Hoje, encontra-se caixas com relações de 0,6 para 1 em última marcha, ao passo que as tradicionais manuais de cinco marchas raramente ofereciam relações menores que 1:1. Com exceção do CVT, claro, devido ao seu próprio modo de funcionamento de relações de marcha continuamente variáveis, ou “infinitas”.

Aprenda mais sobre os tipos de câmbios automáticos no post Os câmbios manuais e automáticos são todos iguais? e os cuidados importantíssimos com a sua manutenção em Se o seu carro tem câmbio automático, este cuidado é importantíssimo. Evite um prejuízo enorme!

3 – (Quase) todos são automáticos. Ou permitem trocas manuais: O primeiro modelo brasileiro com câmbio de seis marchas foi o Fiat Siena 1.0 6 marchas, lançado em 1999. Um veículo pesado (990 kg) e com motor de parcos 57 cavalos conseguiu um desempenho compatível com os concorrentes, mas as relações curtas pediam constantes trocas de marcha. Este “trabalho braçal” para guiá-lo, o design acanhado e o alto consumo de combustível fez o modelo virar “mico” no mercado de usados e prejudicou a imagem das caixas de seis marchas em seus primeiros anos.

siena 1.0 6 marchas 1998

Siena 1.0 6 marchas 1998

Como aprimoramento da tecnologia, especialmente das caixas automáticas descritas nos primeiros parágrafos, o número de velocidades cresce vertiginosamente nos últimos anos. Há cinco anos, transmissões de seis marchas eram consideradas vanguardistas em modelos de luxo, hoje modelos comuns possuem câmbio de seis até nove marchas, como Jeep Renegade, VW Jetta e Golf, Toyota Corolla, Honda Civic e Fiat Toro. Aí vem a pergunta fatídica:

VOU MESMO PRECISAR TROCAR TANTA MARCHA?

A resposta é não. A esmagadora maioria dessas transmissões são automáticas ou automatizadas. Como suas relações de marcha se encontram muito próximas, as mudanças são quase imperceptíveis e o regime de funcionamento do motor está sempre perto do ideal, gerando pouco ruído e vibração. Quase todos se mostram muito confortáveis e agradáveis de dirigir, silenciosas em situações normais e com desempenho vigoroso em condução mais esportiva ou em situações pontuais de demanda de potência, como ultrapassagens. Então, os gearheads perguntam:

GOSTO DE TROCAR MARCHAS E DE SENTIR O CARRO NA MÃO. ESSES MODELOS NÃO SÃO CHATOS DE DIRIGIR?

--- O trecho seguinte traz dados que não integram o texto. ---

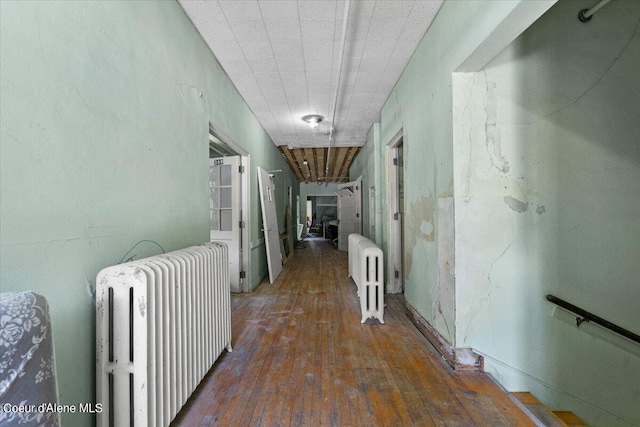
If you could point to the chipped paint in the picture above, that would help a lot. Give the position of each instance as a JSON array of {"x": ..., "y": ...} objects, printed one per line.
[
  {"x": 493, "y": 136},
  {"x": 419, "y": 225},
  {"x": 515, "y": 204}
]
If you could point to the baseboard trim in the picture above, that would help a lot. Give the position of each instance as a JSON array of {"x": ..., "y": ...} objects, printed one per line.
[
  {"x": 460, "y": 359},
  {"x": 468, "y": 360},
  {"x": 444, "y": 348}
]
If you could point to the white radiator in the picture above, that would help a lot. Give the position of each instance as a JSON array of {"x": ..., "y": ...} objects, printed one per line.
[
  {"x": 366, "y": 269},
  {"x": 161, "y": 323}
]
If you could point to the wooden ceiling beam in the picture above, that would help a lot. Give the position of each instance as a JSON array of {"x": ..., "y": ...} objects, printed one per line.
[
  {"x": 299, "y": 153},
  {"x": 308, "y": 155},
  {"x": 293, "y": 164}
]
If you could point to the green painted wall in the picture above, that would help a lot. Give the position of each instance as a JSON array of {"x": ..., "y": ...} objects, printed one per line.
[
  {"x": 103, "y": 142},
  {"x": 521, "y": 180},
  {"x": 547, "y": 202}
]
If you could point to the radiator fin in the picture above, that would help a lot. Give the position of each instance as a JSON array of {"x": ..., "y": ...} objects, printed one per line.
[
  {"x": 366, "y": 270},
  {"x": 161, "y": 324}
]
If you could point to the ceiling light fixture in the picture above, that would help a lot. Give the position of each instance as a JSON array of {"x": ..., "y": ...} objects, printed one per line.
[{"x": 313, "y": 120}]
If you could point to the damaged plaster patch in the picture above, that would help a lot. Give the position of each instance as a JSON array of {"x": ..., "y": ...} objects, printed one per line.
[
  {"x": 419, "y": 226},
  {"x": 515, "y": 204},
  {"x": 426, "y": 228},
  {"x": 493, "y": 140}
]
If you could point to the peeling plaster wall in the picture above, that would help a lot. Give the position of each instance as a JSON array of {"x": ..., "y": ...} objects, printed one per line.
[
  {"x": 367, "y": 165},
  {"x": 103, "y": 142},
  {"x": 420, "y": 104},
  {"x": 547, "y": 185}
]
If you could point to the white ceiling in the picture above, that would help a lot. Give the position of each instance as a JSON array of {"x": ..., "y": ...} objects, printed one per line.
[{"x": 283, "y": 57}]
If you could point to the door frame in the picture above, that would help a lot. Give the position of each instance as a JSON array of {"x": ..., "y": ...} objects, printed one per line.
[
  {"x": 245, "y": 204},
  {"x": 394, "y": 260}
]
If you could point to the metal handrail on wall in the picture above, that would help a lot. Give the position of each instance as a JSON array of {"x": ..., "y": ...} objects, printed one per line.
[{"x": 590, "y": 317}]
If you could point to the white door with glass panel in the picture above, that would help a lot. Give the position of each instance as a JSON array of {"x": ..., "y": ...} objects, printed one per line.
[
  {"x": 270, "y": 224},
  {"x": 349, "y": 211},
  {"x": 224, "y": 211}
]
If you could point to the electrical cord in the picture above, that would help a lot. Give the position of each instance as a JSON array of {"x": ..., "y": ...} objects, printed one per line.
[{"x": 134, "y": 246}]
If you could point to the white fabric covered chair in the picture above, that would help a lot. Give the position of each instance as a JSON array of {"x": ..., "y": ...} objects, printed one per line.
[{"x": 27, "y": 364}]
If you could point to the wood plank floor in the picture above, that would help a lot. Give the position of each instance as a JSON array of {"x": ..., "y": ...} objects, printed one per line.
[{"x": 302, "y": 358}]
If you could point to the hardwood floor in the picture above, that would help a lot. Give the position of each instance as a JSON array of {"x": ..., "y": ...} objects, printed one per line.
[{"x": 302, "y": 358}]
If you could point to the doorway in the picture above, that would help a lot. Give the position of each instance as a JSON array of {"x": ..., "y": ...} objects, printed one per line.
[
  {"x": 229, "y": 198},
  {"x": 395, "y": 155}
]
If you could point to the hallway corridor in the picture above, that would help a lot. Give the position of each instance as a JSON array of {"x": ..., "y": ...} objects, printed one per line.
[{"x": 302, "y": 358}]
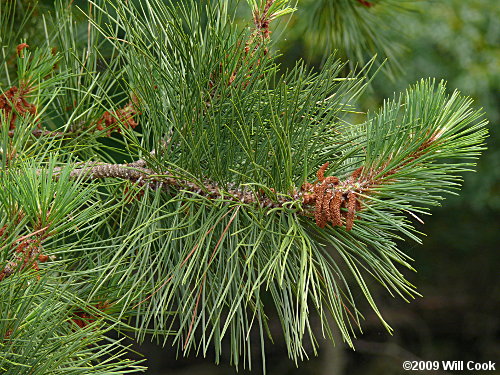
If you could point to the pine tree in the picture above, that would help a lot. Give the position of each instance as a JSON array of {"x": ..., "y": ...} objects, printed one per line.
[{"x": 162, "y": 175}]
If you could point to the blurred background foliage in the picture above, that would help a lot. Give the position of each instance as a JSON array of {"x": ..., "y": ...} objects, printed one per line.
[{"x": 457, "y": 318}]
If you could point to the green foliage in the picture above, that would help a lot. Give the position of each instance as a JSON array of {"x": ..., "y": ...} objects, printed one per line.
[{"x": 153, "y": 255}]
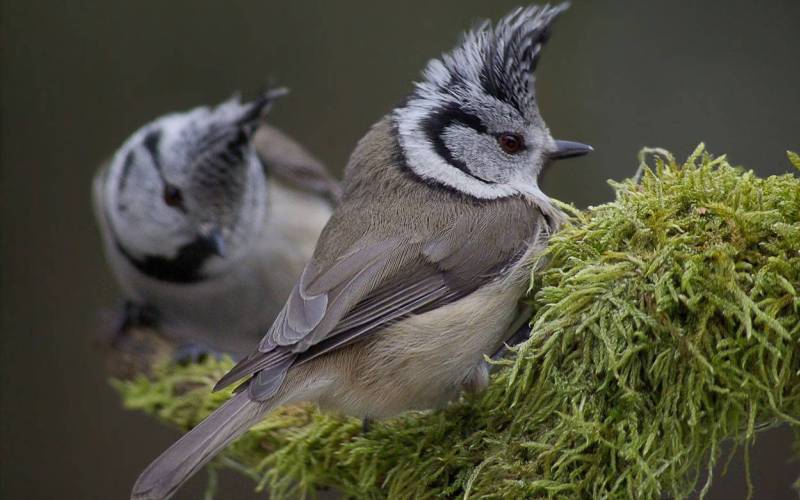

A resposta também é não. A grande maioria possui opção de trocas manuais, frequentemente por borboletas atrás do volante, à moda dos bólidos da Fórmula 1. Conseguem ser pacatos e agradáveis em condução normais e muito vivos ao mínimo sinal de provocação, especialmente se equipados com motor turbo (saiba mais aqui sobre esses motores).

Carros com essas caixas mágicas parecem bom demais para ser verdade, ou são caros demais. Então a última indagação é:

ESSES CARROS NÃO SÃO CARÍSSIMOS, ACESSÍVEIS APENAS PARA OS RICOS?

Infelizmente, a resposta para essa pergunta é sim. Os modelos zero-quilômetro com câmbios multimarchas raramente custam menos de R$ 100 mil. Caso seu desejo de possuir um seja enorme e seu orçamento seja mais limitado, pode-se encontrar bons exemplares a partir de R$ 40 mil. Preste atenção nos cuidados de manutenção para se certificar da procedência e seja feliz com seu usado.

MAS A MANUTENÇÃO DEVE SER CARÍSSIMA, NÃO É?

Como toda nova tecnologia, sim. Por outro lado, as caixas automáticas modernas não exigem cuidados de manutenção além da troca do óleo de transmissão a cada 50 mil quilômetros e os cuidados de condução normais para qualquer veículo. Enfim, um carro bem cuidado não gerará despesa adicional de manutenção em relação aos modelos manuais e automáticos de quatro ou cinco velocidades.

Fica uma ressalva para os modelos com câmbio automatizado de embreagem simples, como os i-Motion (VW) e Dualogic (Fiat), e dupla, como os DSG (VW) e Powershift (Ford). Estes tipos exigem troca de embreagens a intervalos pequenos de 50 mil quilômetros, apesar de os fabricantes negarem esta informação relatada em campo por proprietários e mecânicos. Em caso de uso severo ou incorreto, há relatos de trocas em modelos de menos de 10 mil quilômetros, principalmente do Powershift da Ford.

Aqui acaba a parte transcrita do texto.